その一方でウミイグアナは海岸に生息し、海藻を食べるように進化していきました。
長く鋭い爪がこのイグアナの特徴となっており、海底の岩に長い爪を引っ掛けて体を固定させることによって速い海流の場所でも海藻を食べることができるように進化しました。
近年になってガラパゴスリクイグアナとウミイグアナの共存関係が崩れ出し、両種の交雑によって生まれたとされる個体も確認されています。
ガラパゴスペンギンもガラパゴス諸島固有種のペンギンです。
ペンギンというと通常は南極のような南半球の寒冷な地域に生息していますが、ガラパゴスペンギンは赤道直下の熱帯地域に生息する唯一のペンギンです。
南アメリカ西岸を流れるフンボルト海流からやってくる魚類を餌にしていますが、近年はエルニーニョ現象によって餌が減り、個体数が現象しました。
多様な固有種が生息するガラパゴス諸島ですが、チャールズ・ダーウィンがこのガラパゴス諸島で進化論の着想を得たのは有名です。
彼はゾウガメやイグアナなどの動物が同じ種でも島ごとに異なった特徴を持っていることに注目しました。

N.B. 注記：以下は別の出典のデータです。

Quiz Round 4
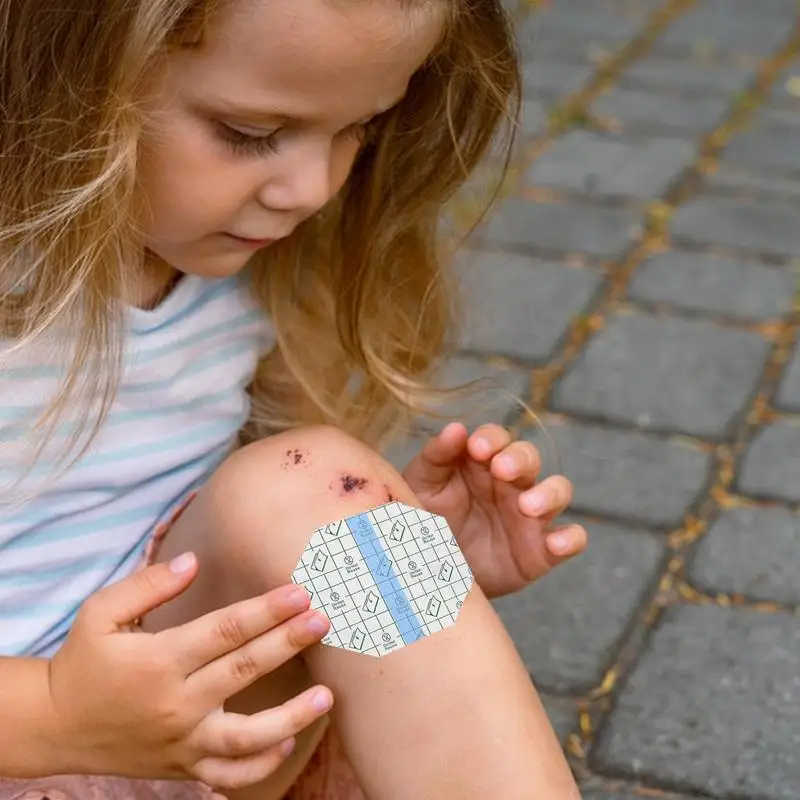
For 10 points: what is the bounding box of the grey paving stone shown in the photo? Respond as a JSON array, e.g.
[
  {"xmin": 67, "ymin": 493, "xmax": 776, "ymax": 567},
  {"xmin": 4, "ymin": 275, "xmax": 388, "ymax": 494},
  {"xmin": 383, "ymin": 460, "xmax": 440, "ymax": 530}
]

フィンチという小鳥は島ごとにくちばしの長さや太さが違うことから、「共通の祖先を持っていても環境によって独特の進化を遂げる」という進化論の着想を得ることになりました。

ガラパゴス諸島を観光するには

ガラパゴス諸島は飛行機でエクアドルの首都キトから約3時間、エクアドル最大の都市グアヤキルから1時間半ほどかかります。
空港があるのはバルトラ島です。
バルトラ島へのフライトは毎日運行されていますが、非常に人気の高い路線ですので早めに予約するのが望ましいでしょう。
ガラパゴス諸島に上陸する際には入園料100ドルとツーリストカード代10ドルがかかります。

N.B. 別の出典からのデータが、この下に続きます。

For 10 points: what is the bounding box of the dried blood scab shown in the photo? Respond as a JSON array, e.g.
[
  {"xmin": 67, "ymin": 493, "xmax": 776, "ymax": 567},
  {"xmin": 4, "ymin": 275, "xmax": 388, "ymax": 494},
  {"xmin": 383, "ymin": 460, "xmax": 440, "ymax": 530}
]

ガラパゴス観光の拠点となる街はサンタクルス島にあるプエルト・アヨラという町であり、この町は観光客のためのホテルやレストランが数多くあります。
ほとんどの人がガラパゴスに対して抱くイメージとは異なる賑わった町となっています。
サンタクルス島とサンクリストバル島以外の島はナチュラリストと一緒でなければ上陸できないため、ツアーに参加しなければなりません。
動物を見る、クルーズで島を巡るなど目的に合わせてツアーを選ぶのがよろしいでしょう。

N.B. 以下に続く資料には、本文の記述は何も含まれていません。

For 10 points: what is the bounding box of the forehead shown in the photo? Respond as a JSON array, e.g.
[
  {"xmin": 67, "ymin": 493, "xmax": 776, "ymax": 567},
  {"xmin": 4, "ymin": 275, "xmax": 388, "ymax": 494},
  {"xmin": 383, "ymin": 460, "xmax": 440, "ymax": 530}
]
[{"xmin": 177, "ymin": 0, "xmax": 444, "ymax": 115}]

島へ上陸後はガイドの誘導で観光を行いますが、その際にルールがあります。
遊歩道を外れて歩かない、写真を撮るときフラッシュをたかない、動物に2m以上近づかない、島にあるものは全て持ち帰らない、などがルールとなっていますのでご注意ください。

ガラパゴス諸島が抱える問題

ガラパゴス諸島は人間が上陸して以来、環境が激変しました。
密漁や乱獲は繰り返され、ブタ、ロバ、ヤギなどの移入された家畜やイヌ、ネコなどの外来種が島の生態系を破壊したのです。
ガラパゴス諸島は観光客の増加とともに環境破壊が深刻となりました。
この問題の有効な対策が講じられていないとういうことで、2007年に危機遺産リストに登録されました。
2010年には危機遺産リストから脱することはできましたが、それはエクアドル当局が提出した移住制限や太陽光発電などの環境保全計画が評価されただけで、根本的な解決には至っていません。